As the Web swells with more and more data, the predominant way of sifting through all of that data—keyword search—will one day break down in its ability to deliver the exact information we want at our fingertips. In fact, some argue that keyword search is already delivering diminishing returns—as the slide above by Nova Spivack implies. Spivack is the CEO and founder of semantic Web startup Radar Networks and is pushing his view that semantic search will help solve these problems. But anyone frustrated by the sense that it takes longer to find something on Google today than it did even a year ago knows there is some truth to his argument.
“Keyword search is okay,” he says, “but if the information explosion continues we need something better.” Today, there are about 1.3 billion people on the Web, and more than 100 million active Websites. As more people pile on, the amount of information on the Web keeps growing exponentially to accommodate all those seekers, and they themselves feel compelled to put their own personal and social information onto the Web as well.
At a certain point, with billions and billions of Web pages to sift through, keyword search just won’t cut it anymore. It’s a needle-in-the-haystack problem, with the haystacks just getting bigger and bigger every second.
Keyword search engines return haystacks, but what we really are looking for are the needles . The problem with keyword search such as Google’s approach is that only highly cited pages make it into the top results. You get a huge pile of results, but the page you want—the “needle” you are looking for—may not be highly cited by other pages and so it does not appear on the first page. This is because keyword search engines don’t understand your question, they just find pages that match the words in your question.
So how do we get beyond keyword search and Google’s PageRank? There are many approaches being tried: social search, tagging, guided search, natural-language search, statistical methods, open search, semantic search, and (way out there) artificial intelligence. They all have their problems. Tags are too messy and inconsistent. Natural-language requires too much computing power, is difficult to scale, and doesn’t deal with structured data well. Semantic search is perhaps the most promising, but it essentially requires every single Webpage to be re-written.

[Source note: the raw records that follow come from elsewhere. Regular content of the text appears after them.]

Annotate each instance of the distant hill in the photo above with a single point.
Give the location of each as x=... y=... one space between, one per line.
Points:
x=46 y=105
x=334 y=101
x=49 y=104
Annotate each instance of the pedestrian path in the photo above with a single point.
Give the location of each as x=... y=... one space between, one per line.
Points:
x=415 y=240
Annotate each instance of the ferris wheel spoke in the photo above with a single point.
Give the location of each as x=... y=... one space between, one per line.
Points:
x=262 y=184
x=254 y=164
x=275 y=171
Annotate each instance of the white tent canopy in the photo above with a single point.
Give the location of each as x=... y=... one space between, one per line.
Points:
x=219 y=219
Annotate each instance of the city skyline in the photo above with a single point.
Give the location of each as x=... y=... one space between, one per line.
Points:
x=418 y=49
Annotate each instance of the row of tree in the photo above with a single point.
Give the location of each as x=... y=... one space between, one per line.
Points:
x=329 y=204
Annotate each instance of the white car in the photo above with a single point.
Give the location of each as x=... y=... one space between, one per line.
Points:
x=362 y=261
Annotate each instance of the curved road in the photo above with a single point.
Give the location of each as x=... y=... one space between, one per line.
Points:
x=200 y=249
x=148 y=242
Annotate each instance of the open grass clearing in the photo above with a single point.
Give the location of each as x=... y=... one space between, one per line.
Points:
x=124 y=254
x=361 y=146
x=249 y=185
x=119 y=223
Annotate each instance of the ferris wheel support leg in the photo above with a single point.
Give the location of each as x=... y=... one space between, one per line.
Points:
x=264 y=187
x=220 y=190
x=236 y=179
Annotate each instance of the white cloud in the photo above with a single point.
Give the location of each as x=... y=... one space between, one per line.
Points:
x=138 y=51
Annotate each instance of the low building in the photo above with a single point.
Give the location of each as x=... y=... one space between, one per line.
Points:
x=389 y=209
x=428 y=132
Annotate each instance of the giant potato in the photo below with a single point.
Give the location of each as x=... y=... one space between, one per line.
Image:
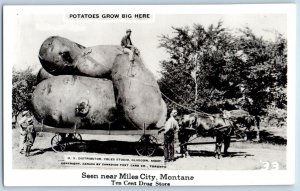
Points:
x=64 y=101
x=60 y=56
x=138 y=95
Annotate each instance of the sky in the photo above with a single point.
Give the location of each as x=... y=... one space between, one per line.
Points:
x=33 y=29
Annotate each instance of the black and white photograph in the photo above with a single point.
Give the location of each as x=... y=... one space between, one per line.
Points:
x=149 y=95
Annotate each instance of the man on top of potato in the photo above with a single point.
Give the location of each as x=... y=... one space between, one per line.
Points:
x=128 y=46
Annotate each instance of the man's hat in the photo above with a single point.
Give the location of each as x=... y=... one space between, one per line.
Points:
x=24 y=113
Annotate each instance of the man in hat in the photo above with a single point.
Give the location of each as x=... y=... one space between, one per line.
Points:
x=127 y=45
x=169 y=130
x=23 y=123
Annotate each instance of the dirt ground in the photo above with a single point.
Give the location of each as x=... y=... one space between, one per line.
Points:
x=242 y=155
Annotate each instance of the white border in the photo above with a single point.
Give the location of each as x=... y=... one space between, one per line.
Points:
x=14 y=177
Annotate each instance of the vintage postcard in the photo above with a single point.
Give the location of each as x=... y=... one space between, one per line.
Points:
x=149 y=95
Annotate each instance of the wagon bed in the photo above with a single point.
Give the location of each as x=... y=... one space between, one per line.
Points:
x=145 y=146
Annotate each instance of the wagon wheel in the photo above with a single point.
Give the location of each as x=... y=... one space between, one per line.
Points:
x=146 y=146
x=75 y=137
x=58 y=144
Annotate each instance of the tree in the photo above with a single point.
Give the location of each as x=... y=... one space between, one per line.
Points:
x=22 y=87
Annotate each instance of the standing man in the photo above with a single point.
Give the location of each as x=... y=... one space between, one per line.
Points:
x=23 y=123
x=169 y=130
x=127 y=45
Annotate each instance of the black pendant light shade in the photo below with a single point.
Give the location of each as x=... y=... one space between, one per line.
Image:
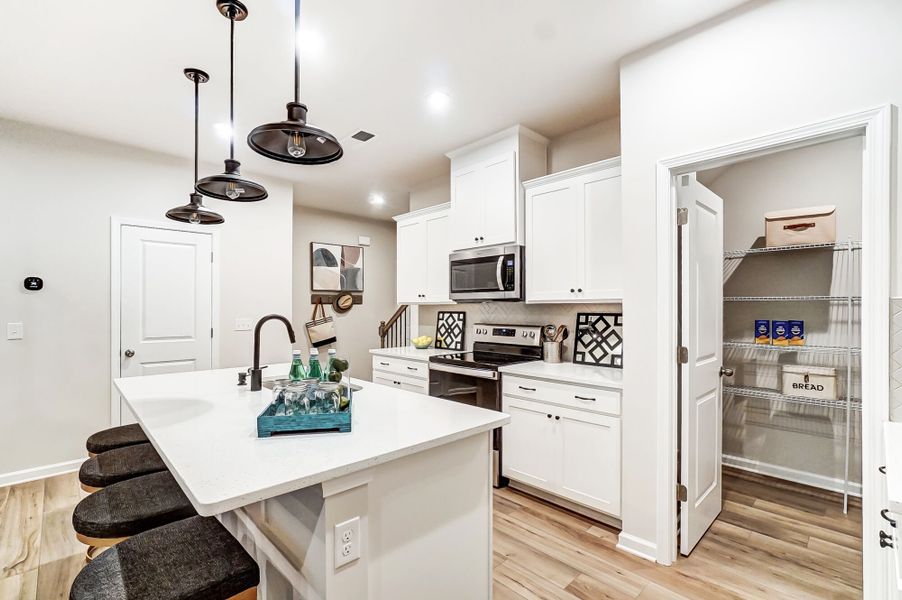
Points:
x=194 y=212
x=292 y=140
x=230 y=185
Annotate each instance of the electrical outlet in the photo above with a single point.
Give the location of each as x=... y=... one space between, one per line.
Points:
x=347 y=542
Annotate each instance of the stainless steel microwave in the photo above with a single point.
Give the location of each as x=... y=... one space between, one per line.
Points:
x=490 y=273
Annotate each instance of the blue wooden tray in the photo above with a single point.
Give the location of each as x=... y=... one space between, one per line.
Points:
x=268 y=424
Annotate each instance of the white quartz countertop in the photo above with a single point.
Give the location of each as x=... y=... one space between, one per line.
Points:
x=892 y=438
x=568 y=373
x=204 y=427
x=411 y=353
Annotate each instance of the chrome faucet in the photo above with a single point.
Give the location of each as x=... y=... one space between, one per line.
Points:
x=256 y=371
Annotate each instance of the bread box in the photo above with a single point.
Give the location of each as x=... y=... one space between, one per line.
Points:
x=809 y=382
x=811 y=225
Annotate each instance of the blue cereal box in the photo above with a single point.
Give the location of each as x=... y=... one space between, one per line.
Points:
x=796 y=333
x=779 y=333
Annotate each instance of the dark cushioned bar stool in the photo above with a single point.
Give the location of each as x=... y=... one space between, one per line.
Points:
x=192 y=559
x=128 y=508
x=118 y=465
x=115 y=437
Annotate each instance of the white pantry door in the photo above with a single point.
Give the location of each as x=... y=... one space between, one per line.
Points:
x=166 y=302
x=702 y=334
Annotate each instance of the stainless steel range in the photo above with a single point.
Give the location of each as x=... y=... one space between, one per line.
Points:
x=473 y=377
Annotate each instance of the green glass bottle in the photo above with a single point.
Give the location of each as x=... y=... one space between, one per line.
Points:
x=296 y=373
x=314 y=369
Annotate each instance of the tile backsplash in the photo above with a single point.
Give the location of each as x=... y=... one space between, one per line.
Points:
x=514 y=313
x=895 y=360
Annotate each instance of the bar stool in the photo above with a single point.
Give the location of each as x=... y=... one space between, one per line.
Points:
x=118 y=465
x=195 y=558
x=115 y=437
x=128 y=508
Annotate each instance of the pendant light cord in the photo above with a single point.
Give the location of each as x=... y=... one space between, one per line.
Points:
x=196 y=115
x=297 y=51
x=232 y=85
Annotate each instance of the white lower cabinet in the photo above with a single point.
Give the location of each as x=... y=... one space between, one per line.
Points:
x=409 y=375
x=571 y=453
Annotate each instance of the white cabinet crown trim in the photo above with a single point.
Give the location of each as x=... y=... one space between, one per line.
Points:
x=600 y=165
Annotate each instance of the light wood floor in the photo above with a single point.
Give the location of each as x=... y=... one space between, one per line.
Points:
x=768 y=543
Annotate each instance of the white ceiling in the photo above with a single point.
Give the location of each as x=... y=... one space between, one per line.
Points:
x=112 y=70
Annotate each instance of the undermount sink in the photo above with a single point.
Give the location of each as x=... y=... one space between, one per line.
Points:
x=269 y=383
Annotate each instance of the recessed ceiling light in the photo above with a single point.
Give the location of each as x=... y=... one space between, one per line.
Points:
x=438 y=101
x=223 y=130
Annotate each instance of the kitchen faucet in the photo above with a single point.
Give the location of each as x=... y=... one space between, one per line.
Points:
x=256 y=371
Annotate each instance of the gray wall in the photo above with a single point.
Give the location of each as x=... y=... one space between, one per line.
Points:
x=357 y=329
x=802 y=438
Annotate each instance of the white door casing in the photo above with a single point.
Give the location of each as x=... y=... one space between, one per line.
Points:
x=702 y=335
x=165 y=302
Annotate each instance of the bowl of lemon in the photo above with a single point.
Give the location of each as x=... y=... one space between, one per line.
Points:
x=422 y=342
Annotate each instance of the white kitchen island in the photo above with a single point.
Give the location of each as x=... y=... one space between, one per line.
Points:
x=415 y=470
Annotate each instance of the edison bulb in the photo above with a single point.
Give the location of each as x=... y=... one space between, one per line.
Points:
x=297 y=146
x=233 y=191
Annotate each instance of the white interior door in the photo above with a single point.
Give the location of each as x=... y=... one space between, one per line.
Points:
x=702 y=334
x=165 y=302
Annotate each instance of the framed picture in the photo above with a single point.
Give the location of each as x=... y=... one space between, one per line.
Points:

Spivack covered these issues during a presentation earlier this month at the Next Web conference in Amsterdam. It was one of the clearest explanations of the semantic Web I’ve heard so far (I’ve embedded his full slide show below). The semantic Web is nothing more than a set of standards that, if broadly adopted, would help computers extract meaning from the flood of data on the Web. But instead of a brute software approach, it puts intelligence into the data. “All you need to use that data is carried by the data itself,” says Spivack. Dumb software, smart data. That is an approach that scales no matter how many billions of Web pages are created.
The point, says Spivack, is:
To do for data what the Web did for documents.
You are turning the Web into a database, and your data becomes a part of it. Your data becomes part of the worldwide database. The semantic Web will let you move from data record to data record, just like you go from Web page to Web page.
There are many obstacles to the adoption of the semantic Web, but its goals are something worth striving for. What is certain is that search needs to evolve, and Google and Yahoo and Microsoft with it. Of course, they can adopt whichever approach or combination proves most effective.
The question is: Will they, or are they too wedded to keyword search to move beyond it?